On March 29, 1991, The New York Times published an op-ed piece penned by former President Ronald Reagan. He was no longer in the Oval Office, but felt it imperative to weigh in on a very important piece of legislation.
He wrote in part: “Anniversary is a word we usually associate with happy events that we like to remember: birthdays, weddings, the first job. March 30, however, marks an anniversary I would just as soon forget, but cannot. It was on that day 10 years ago that a deranged young man standing among reporters and photographers shot a policeman, a Secret Service agent, my press secretary and me on a Washington sidewalk. I was lucky. … Jim Brady, my press secretary, who was standing next to me, wasn’t as lucky.”
After recounting the fate of those who were shot that day, President Reagan zeroed in on his motivation for writing the opinion piece. He observed: “This nightmare might never have happened if legislation that is before Congress now — the Brady Bill — had been law back in 1981. Named for Jim Brady, this legislation would establish a national seven-day waiting period before a handgun purchaser could take delivery. … Critics claim that ‘waiting period’ legislation in the states that have it doesn’t work, that criminals just go to nearby states that lack such laws to buy their weapons. True enough, and all the more reason to have a federal law that fills the gaps. … The effect would be a uniform standard across the country.”
The Brady Bill was signed into law on Nov. 30, 1993. Its passage was due in part to the influence and support of such individuals as President Reagan. Someone who, throughout his political career, showed himself to be a strong gun rights advocate also understood there are times one must and should act in the whole public’s interest and for the benefit and safety of all.
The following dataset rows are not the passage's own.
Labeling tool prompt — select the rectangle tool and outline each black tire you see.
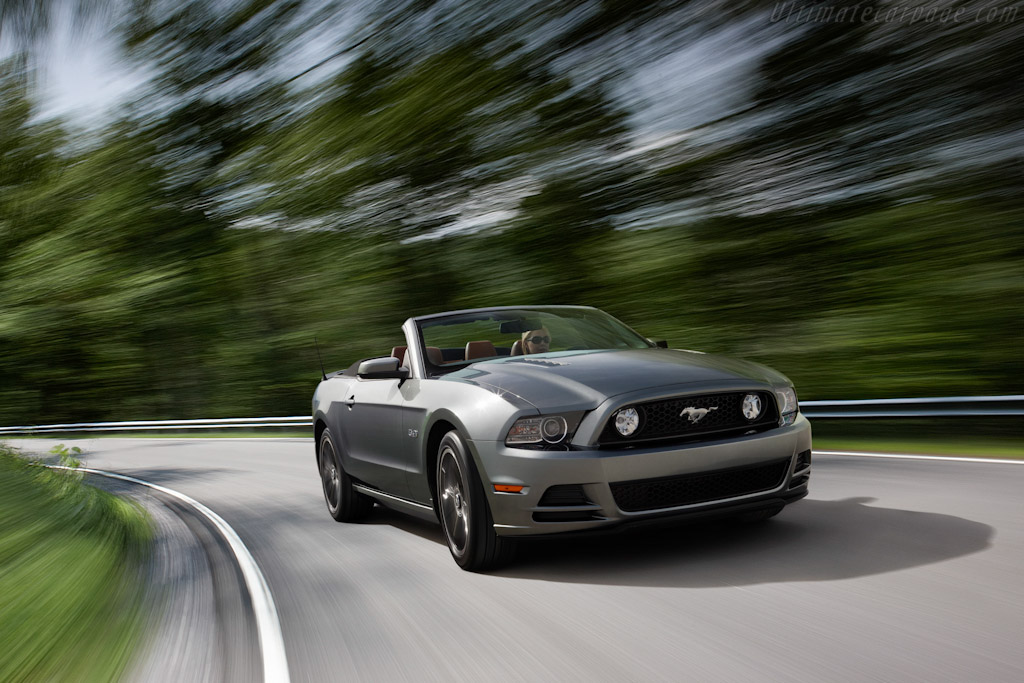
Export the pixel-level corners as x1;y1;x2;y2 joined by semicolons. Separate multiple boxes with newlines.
436;431;515;571
319;429;374;522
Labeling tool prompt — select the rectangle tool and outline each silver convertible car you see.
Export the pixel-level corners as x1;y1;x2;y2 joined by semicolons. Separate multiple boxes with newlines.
312;306;811;571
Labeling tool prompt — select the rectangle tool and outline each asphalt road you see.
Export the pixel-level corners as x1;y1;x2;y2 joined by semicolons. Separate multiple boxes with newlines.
12;438;1024;683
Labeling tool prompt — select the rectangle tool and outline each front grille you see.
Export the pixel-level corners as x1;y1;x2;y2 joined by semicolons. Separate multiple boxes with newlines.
598;391;778;447
611;459;790;512
534;510;600;522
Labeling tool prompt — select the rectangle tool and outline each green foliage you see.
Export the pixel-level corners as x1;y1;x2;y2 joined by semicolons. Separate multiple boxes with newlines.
0;445;151;682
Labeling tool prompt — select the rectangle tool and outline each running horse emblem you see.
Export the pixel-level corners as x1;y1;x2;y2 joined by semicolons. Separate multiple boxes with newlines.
679;405;718;425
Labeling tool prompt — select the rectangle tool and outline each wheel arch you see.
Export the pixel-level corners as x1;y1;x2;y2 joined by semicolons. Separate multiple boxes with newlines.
313;414;327;465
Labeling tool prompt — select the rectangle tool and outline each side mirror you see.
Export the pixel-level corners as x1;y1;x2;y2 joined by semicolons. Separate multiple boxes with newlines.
355;356;409;380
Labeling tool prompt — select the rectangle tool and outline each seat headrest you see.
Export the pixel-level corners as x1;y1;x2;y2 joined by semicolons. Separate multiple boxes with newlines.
427;346;444;366
466;340;498;360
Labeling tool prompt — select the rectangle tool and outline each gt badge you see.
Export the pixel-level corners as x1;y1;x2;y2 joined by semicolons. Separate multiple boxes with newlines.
679;405;718;425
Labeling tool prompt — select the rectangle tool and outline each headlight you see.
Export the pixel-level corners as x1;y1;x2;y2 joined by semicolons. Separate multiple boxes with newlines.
505;413;583;445
775;387;800;425
615;408;640;436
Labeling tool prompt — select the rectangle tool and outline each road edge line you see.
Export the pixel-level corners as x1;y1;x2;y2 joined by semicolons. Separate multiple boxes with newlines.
45;465;290;683
813;451;1024;465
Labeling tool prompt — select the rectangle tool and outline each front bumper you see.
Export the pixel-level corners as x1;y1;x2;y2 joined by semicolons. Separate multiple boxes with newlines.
469;415;811;536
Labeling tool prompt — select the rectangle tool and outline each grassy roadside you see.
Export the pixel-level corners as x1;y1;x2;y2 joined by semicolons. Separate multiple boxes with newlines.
0;443;151;681
814;435;1024;460
4;430;1024;460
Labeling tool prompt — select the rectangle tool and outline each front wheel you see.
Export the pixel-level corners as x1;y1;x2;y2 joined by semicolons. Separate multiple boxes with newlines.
437;431;515;571
319;429;374;522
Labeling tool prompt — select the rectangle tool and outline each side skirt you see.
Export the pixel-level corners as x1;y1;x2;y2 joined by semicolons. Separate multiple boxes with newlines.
352;482;438;523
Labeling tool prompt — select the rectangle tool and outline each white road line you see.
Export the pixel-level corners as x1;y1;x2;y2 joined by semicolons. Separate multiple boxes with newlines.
814;451;1024;465
47;465;289;683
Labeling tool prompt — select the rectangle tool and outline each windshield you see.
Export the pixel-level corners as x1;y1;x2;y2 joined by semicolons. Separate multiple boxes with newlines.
418;307;651;375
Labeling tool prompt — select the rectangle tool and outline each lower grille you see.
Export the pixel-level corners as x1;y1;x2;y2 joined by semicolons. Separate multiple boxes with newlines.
539;483;592;507
611;459;790;512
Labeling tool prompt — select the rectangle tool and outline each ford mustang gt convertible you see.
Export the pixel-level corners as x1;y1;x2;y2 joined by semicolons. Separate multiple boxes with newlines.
312;306;811;571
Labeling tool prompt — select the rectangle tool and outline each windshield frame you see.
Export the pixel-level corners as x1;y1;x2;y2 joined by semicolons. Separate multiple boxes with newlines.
410;305;656;378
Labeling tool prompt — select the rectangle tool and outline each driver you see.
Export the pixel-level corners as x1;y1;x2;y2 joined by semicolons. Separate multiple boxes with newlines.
522;328;551;355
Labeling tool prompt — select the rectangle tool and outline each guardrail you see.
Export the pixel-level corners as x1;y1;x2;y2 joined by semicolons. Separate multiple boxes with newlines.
0;394;1024;437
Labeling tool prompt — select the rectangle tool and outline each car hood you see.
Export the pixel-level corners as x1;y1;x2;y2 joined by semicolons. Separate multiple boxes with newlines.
444;348;788;412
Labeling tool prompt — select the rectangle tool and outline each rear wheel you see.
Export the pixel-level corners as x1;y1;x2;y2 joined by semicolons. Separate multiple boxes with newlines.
319;429;374;522
437;431;515;571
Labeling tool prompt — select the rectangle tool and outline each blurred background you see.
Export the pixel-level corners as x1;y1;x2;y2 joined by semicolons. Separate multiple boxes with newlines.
0;0;1024;425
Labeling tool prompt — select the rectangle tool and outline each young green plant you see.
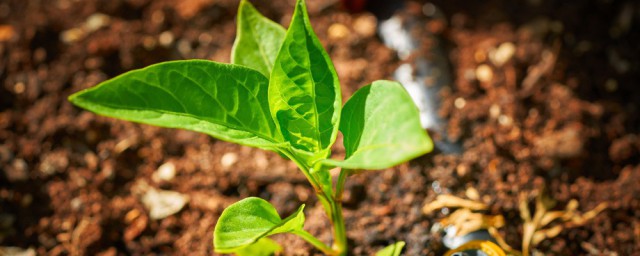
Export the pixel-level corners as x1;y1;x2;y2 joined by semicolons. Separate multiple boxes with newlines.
69;0;433;255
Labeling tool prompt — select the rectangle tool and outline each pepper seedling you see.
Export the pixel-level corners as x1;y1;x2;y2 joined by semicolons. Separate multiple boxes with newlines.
69;0;433;256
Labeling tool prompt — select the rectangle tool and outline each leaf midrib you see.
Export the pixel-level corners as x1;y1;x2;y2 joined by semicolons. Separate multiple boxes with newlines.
78;103;284;145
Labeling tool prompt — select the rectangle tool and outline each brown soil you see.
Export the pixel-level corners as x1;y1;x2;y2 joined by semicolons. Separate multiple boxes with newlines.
0;0;640;255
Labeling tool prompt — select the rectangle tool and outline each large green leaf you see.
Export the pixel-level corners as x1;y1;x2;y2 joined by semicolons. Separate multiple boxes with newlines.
376;241;405;256
235;237;282;256
69;60;284;149
269;0;342;158
324;81;433;170
231;0;286;77
213;197;305;253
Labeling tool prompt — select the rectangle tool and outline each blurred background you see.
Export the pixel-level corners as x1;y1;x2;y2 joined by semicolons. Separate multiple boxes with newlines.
0;0;640;255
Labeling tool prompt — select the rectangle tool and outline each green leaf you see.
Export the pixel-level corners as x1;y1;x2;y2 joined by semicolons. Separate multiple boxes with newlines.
231;0;286;77
69;60;284;149
213;197;305;253
269;0;342;159
376;241;405;256
324;81;433;170
235;237;282;256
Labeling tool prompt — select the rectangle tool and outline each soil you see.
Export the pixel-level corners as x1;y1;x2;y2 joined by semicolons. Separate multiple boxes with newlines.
0;0;640;255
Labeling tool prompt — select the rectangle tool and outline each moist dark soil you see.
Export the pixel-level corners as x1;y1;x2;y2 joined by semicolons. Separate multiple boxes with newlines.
0;0;640;255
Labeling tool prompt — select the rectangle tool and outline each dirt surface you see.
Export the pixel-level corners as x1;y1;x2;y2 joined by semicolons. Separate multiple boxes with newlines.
0;0;640;255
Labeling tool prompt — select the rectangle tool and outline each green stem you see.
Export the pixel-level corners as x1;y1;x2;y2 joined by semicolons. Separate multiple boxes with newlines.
294;230;337;255
331;169;351;255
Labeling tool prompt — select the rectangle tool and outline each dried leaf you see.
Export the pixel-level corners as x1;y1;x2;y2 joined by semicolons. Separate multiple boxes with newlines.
422;195;489;214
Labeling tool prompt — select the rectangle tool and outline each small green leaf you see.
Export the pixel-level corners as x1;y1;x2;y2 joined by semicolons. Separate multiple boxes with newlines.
376;241;405;256
235;237;282;256
69;60;284;150
231;0;286;77
269;0;342;157
213;197;305;253
324;81;433;170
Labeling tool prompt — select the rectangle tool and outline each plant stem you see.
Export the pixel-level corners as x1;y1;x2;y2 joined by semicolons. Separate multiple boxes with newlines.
294;230;337;255
331;169;351;255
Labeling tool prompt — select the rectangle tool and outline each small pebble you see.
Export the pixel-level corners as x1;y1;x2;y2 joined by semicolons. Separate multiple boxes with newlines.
490;42;516;67
498;115;513;126
142;187;189;220
327;23;350;40
353;15;378;37
84;13;111;32
60;28;87;44
476;64;493;83
153;162;176;182
158;31;174;47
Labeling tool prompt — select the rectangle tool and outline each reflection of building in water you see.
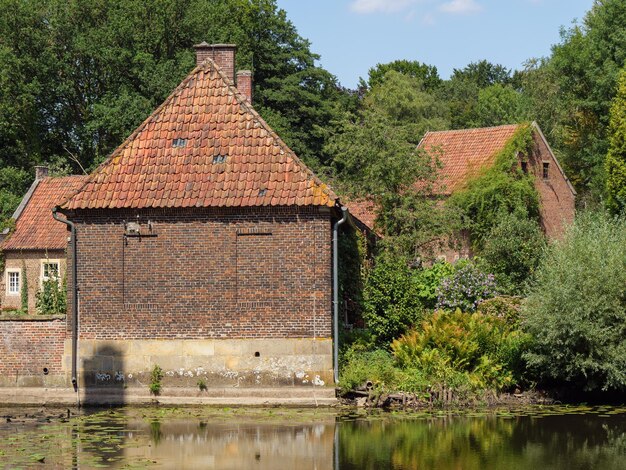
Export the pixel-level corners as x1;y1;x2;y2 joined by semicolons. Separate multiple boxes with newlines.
125;419;335;470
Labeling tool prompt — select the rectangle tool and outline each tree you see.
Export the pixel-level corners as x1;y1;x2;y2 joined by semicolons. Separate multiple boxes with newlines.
606;70;626;214
452;60;511;88
550;0;626;197
473;83;524;127
362;60;442;91
328;70;447;256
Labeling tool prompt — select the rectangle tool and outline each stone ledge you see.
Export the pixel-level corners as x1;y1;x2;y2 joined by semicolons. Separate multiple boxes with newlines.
0;313;66;321
0;387;338;407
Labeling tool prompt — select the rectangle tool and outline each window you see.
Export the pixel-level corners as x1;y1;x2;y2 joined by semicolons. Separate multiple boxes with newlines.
6;269;22;295
41;259;61;284
543;162;550;180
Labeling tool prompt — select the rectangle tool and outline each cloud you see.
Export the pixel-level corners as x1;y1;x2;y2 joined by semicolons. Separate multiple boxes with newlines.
439;0;483;15
350;0;419;14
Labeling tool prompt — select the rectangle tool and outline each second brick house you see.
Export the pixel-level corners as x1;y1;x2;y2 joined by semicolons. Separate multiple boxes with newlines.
53;44;341;387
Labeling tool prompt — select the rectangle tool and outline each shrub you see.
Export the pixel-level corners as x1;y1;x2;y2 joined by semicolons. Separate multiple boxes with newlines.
476;295;522;326
481;214;546;293
413;261;454;309
339;348;399;390
391;310;525;389
363;256;423;346
35;279;67;315
437;262;497;312
522;213;626;390
148;364;163;396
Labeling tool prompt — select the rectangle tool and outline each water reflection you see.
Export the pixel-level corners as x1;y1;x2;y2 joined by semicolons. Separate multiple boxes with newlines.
0;408;626;470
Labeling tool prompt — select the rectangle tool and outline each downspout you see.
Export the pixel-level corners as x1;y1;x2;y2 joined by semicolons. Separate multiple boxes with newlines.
333;206;348;384
52;206;78;392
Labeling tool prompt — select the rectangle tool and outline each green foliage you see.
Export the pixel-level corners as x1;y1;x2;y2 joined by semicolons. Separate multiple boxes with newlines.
363;256;423;347
35;279;67;315
20;261;28;313
605;70;626;214
327;70;456;256
413;261;454;309
522;213;626;390
362;60;442;91
476;295;522;328
437;261;498;312
448;126;539;251
0;0;351;173
391;310;524;389
339;348;400;390
480;213;546;294
148;364;163;396
472;83;524;127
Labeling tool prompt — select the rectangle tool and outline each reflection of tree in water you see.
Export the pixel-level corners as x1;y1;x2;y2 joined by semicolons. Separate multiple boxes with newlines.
339;415;626;470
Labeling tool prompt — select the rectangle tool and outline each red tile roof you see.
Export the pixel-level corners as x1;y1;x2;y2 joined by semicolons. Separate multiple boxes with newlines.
2;176;87;250
419;124;521;194
62;59;337;209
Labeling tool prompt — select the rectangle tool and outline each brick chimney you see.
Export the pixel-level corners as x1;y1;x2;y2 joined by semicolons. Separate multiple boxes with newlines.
35;166;48;180
237;70;252;103
193;42;237;82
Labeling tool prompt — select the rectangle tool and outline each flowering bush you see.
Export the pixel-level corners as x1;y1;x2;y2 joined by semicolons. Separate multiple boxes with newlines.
437;262;498;312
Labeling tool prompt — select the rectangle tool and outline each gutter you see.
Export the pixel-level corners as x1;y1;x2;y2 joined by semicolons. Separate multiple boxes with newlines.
333;206;349;384
52;206;78;392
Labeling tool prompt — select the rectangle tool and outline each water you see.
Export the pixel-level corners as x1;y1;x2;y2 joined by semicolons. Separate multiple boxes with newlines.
0;406;626;470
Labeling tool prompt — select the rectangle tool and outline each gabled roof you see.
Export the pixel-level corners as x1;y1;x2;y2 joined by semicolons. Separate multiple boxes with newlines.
419;124;522;194
2;176;87;250
62;59;337;209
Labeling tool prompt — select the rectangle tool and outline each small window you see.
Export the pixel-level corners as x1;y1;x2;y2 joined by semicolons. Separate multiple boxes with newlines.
6;269;22;295
521;162;528;175
172;139;187;148
41;259;61;283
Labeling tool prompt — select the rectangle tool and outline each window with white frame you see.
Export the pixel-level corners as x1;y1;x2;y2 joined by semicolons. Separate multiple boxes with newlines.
41;259;61;283
6;269;22;295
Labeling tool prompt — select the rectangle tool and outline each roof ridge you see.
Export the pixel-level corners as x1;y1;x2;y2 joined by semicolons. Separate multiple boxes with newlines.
219;66;339;200
59;57;338;207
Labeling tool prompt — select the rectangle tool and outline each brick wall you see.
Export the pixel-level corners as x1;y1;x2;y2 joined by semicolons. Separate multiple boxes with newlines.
0;318;65;386
72;208;332;339
0;250;65;314
528;132;576;239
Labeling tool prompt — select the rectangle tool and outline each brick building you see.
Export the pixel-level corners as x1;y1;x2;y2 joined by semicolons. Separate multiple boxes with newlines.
0;167;86;314
50;44;346;388
419;122;576;261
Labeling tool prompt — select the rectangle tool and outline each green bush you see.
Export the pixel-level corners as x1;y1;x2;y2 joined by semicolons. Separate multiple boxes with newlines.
413;261;454;309
35;279;67;315
437;262;498;312
339;348;400;390
391;310;525;389
363;256;423;347
522;213;626;390
480;214;546;293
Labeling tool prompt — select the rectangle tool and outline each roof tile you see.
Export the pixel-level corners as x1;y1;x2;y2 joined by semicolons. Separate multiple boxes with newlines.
63;60;337;209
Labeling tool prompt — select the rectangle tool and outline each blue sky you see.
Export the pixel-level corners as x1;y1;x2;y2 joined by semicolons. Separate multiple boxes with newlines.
278;0;593;88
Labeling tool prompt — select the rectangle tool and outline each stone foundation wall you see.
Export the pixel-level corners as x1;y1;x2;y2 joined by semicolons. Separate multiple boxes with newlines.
64;338;333;394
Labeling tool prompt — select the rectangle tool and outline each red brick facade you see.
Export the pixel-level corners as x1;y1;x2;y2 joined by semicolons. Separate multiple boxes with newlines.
68;207;332;339
0;319;65;386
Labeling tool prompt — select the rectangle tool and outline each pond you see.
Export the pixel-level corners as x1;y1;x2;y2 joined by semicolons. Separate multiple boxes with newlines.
0;406;626;470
Three years later, President Reagan, along with former presidents Gerald Ford and Jimmy Carter, sent a letter to the full U.S. House of Representatives urging them to vote in favor of legislation that included a 10-year ban on manufacturing certain assault weapons, such as the AR-15, for private citizens.
Their letter included the following: “While we recognize that assault weapon legislation will not stop all assault weapon crime, statistics prove we can dry up the supply of these guns, making them less accessible to criminals. We urge you to listen to the American public and to the law enforcement community and support a ban on the further manufacture of these weapons.”
Speaking of then President Bill Clinton and the three former presidents Reagan, Carter and Ford, one political commentator at the time noted, “Together, the four make a formidable lobby, stretching across a broad ideological spectrum and giving political cover to wavering House members. As pressures intensified … several lawmakers who had never voted against the National Rifle Association, the leading opponent of the ban, announced that they would support the measure.”
The Public Safety and Recreational Firearms Use Protection Act, commonly referred to as the federal Assault Weapons Ban, became law in September 1994. Although it was enacted with a 10-year sunset provision, and no political will would be present in 2004 to ensure its renewal, the law nevertheless served as a powerful example of how leaders from diverse ideological backgrounds could come together and act on the public’s behalf.
As implied in the act’s name, public safety, along with public health, were of top concern to these leaders. They could come together around the idea that gun violence had become a pressing public safety and public health issue.
In 2018, gun violence is indeed an acute public safety and public health issue. According to the Centers for Disease Control’s latest figures, there were more than 11,000 gun-related homicides in 2016 and around 22,000 gun-related suicides. Such staggering numbers set the United States apart from any other developed country. No other advanced nation comes close.
When it comes to mass shootings (excluding the shooter, when at least four people are either injured or killed in a shooting incident) there has been a steady and tragic upward trajectory. In 2013, 961 people were injured in mass shootings and 288 killed. Each year the numbers have grown. In 2017, there were 1,981 injured and 590 killed, respectively, in mass shootings. Truly, gun violence is a public health and public safety emergency in America.
The nation experiences a flu epidemic, or the spread of some other viral disease such as West Nile or Ebola, and our leaders are quick to declare a public health crisis and spring into action, which they should. Yet what is causing the deaths of tens of thousands of Americans each year — gun violence — seems to afflict our leaders with paralysis and render them incapable of mounting any type of effective response.
Incredibly, Congress refuses to even authorize any money to simply study the problem of gun violence. Writing in The Atlantic, Sarah Zang noted, “After a deadly shooting, the debate always, it seems, breaks down like this: One side argues for gun control, and the other argues there is no research proving those measures work. There is, in fact, little research into gun violence at all — especially compared to other causes of death in the United States.” More than 30,000 Americans a year are dying from gun violence and the government doesn’t want to know why or what to do about it.
Gun violence is a complex issue that will require well thought-out solutions. However, if a problem isn’t looked at honestly and thoroughly, it’s difficult to devise a wise and effective way forward.
President Reagan and other past leaders have set the example when it comes to critical concerns about public safety and public health: Leaders must lead.